In light of the pay disparity, the council’s working group offered recommendations that would increase pay for tens of thousands of Federal employees. However, the council’s recommendations must be approved by the President’s Pay Agent before taking effect.
“These recommendations would put additional money into the hands of Federal employees whose pay lags behind their coworkers,” AFGE National President Everett Kelley said. “I call on Office of Management and Budget Director Shalanda Young, Office of Personnel Management Director Kiran Ahuja, and Labor Secretary Marty Walsh – who together serve as the President’s Pay Agent – to accept these recommendations.”
The Federal Salary Council comprises three presidential appointees and representatives from five Federal employee unions, including AFGE.

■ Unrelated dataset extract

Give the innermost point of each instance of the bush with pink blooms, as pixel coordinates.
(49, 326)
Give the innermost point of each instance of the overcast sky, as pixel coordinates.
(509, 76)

The council’s report comes after President Biden’s fiscal year (FY) 2023 budget request proposed a 4.6 percent pay increase for Federal civilian employees and military service members – the largest Federal pay raise in 20 years.
However, some argue the 4.6 percent increase is not enough, with separate pay raise legislation filed earlier this year by Rep. Gerry Connolly, D-Va., and Sen. Brian Schatz, arguing in favor of a 5.1 percent Federal civilian raise for 2023.
The National Treasury Employees Union (NTEU) has endorsed the 5.1 percent pay increase and said the council’s latest report further emphasizes the need for a larger increase.
“Our argument for a 5.1 percent increase next year just keeps getting stronger,” said NTEU National President Tony Reardon, a member of the Federal Salary Council. “With the latest inflation figures, rising private sector wages, and the new pay gap calculation, it is even more clear that Federal employees need help keeping up with rising costs and the government needs help in recruiting and retaining skilled employees.”